翌日は早々と看板の板(不在の印)を掲げ、わたしは心の平穏を保つために、久しぶりにお尚のもとを訪ねることにした。

「お尚はいらっしゃいますか?」

姿を探して本堂に向かうと、仏像の前に座するお尚の体からは金粉が霧のように舞いあがっていた。

深い深い叡智の世界へ行っているお尚の想念が、そのような神々しい世界をつくりあげているのであろう。

そっとその場を離れて、奥の座敷に案内されてしばし待つ。


しばらくして、いつもの深いしわの刻まれた微笑みの主がやってきた。

「お待たせてしまいましたかな?」

「いいえ。少し前にきました。」

わたしの顔を穏やかな表情で見るお尚の顔はいつもと変わらないが、その心の中は少し複雑だった。

「ちょっと・・・困ったことが起きましてな。竹風様にお話しした方がいいと思っておった矢先のことで。」

お尚が思うなら、間違いなくわたしの領域のことであろう。

「裏の地蔵のことはご存じですな。」

「はい。何か・・・ございましたか?」

和尚はため息交じりのひと呼吸のあと腕組みをして言った。

「このところ、赤い涙を流しましてな。」

この寺の裏手には悲しい因縁を背負った地蔵が、理由あってひっそりと安置されている。

眼が不吉な何かを予感させるというあの地蔵。

「ざわざわと胸騒ぎがするというのは、何度体験しても嫌なものですなぁ。
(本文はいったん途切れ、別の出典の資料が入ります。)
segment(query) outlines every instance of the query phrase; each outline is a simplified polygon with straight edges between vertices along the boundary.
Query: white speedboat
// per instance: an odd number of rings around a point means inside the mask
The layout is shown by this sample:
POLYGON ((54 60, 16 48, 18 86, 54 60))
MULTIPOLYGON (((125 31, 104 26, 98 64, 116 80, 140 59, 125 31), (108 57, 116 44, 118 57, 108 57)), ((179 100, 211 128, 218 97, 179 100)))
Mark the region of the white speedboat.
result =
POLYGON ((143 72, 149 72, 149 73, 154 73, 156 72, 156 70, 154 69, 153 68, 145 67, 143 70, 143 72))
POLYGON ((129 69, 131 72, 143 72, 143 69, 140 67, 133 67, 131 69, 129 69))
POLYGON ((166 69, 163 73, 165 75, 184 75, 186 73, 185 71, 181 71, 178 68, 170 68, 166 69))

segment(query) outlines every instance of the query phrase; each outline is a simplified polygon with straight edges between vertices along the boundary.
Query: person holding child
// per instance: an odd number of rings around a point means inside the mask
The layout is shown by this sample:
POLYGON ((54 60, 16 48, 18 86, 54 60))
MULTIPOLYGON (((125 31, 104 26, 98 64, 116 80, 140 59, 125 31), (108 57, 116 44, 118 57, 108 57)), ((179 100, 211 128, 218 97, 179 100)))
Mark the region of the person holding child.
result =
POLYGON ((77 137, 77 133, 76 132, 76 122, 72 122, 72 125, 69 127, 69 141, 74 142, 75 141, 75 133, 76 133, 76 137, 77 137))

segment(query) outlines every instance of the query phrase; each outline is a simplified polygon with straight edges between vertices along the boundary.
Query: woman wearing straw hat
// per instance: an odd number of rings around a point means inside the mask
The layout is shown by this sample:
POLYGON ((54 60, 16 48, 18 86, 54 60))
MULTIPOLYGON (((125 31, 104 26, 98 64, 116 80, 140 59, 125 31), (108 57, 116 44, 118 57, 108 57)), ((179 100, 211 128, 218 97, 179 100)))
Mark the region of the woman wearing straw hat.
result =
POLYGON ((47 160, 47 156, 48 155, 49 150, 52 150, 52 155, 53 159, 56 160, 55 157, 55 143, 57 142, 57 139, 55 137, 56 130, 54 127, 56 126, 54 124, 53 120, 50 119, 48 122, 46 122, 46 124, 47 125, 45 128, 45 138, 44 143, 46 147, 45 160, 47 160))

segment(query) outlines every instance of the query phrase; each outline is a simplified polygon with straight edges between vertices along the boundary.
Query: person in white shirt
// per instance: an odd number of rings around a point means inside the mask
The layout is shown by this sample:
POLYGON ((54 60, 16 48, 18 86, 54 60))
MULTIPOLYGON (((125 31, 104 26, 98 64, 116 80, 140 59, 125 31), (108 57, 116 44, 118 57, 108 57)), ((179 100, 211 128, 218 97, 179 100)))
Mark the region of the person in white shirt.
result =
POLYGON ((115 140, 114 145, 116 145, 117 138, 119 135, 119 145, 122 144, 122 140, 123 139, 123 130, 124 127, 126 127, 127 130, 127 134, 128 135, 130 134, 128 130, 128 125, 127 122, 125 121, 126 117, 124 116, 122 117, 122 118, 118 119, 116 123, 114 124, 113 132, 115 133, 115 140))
」

白湯をしみじみとすすり、いよいよ本題への口火を切る。

「地蔵の眼と関係があるかどうかは、わかりませぬが・・・。

人伝えに、“人を食らう木”の話を聞きました。もうすでに7人の子供が食われているらしい。」

「うむ・・・どこの木ですか?」

「それがはっきりわかりませんので、困っております。噂のまた噂を小耳には挟みましてな。」

人を食らう木の話も気になるが、目下の案件は、地蔵の方であろう。赤い涙…とは、聞いただけでもただ事ではない。
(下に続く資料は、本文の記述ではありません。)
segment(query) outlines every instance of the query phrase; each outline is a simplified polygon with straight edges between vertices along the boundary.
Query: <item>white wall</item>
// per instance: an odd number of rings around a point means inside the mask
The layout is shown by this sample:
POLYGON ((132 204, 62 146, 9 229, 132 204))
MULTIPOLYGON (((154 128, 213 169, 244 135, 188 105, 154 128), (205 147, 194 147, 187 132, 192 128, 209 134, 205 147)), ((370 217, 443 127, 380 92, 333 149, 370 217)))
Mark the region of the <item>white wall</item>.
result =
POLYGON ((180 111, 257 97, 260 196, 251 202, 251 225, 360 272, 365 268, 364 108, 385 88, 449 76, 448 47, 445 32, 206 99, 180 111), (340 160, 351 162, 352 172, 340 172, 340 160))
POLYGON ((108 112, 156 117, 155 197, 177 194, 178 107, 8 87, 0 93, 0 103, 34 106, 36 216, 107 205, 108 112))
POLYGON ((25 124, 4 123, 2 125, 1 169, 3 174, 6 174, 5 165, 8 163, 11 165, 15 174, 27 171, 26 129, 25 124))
お尚の苦悩とともに寺の裏の結界で守られている、小屋に安置されている地蔵のもとに来た。

あまりの状況に言葉を失う。

絶えず目から流れ出てくる血のような雫は、その量の多さ故か、地蔵の足もとに血だまりを作っていて、あたかも“血の池地獄”のようだった。
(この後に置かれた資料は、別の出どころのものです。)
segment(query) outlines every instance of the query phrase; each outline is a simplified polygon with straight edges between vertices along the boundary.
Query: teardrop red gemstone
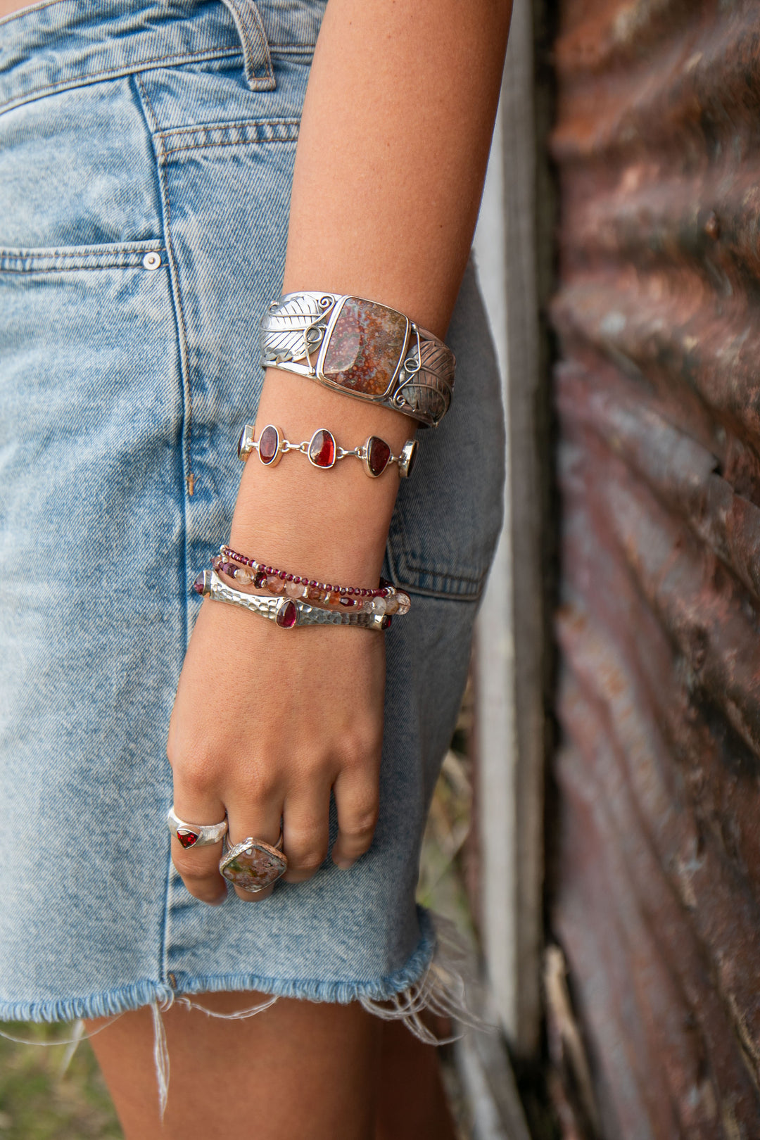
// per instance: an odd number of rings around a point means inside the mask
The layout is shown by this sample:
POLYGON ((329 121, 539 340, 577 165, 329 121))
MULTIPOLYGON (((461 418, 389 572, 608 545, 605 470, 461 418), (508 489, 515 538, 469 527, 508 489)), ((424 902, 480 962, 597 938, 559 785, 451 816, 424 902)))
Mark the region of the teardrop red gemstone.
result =
POLYGON ((382 475, 391 458, 391 448, 384 439, 370 435, 367 440, 367 466, 374 475, 382 475))
POLYGON ((272 424, 267 424, 259 437, 259 458, 262 463, 271 463, 279 450, 279 432, 272 424))
POLYGON ((295 603, 287 601, 277 611, 277 625, 281 626, 283 629, 292 629, 299 617, 299 611, 295 608, 295 603))
POLYGON ((311 437, 309 458, 316 467, 332 467, 335 463, 335 437, 332 431, 320 427, 311 437))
「これは・・・何とかせねばなりませんな。しかも早急に!」

溢れ出して流れ出ていく血の流れをみて、結界もこのままでは長く持ちそうにも無い危機感が加速した。


夢は人間に操れるものではない・・・といつもいっているように、意味の無い夢と、大いなる意図を含んだ夢とは、全くその重さが違う。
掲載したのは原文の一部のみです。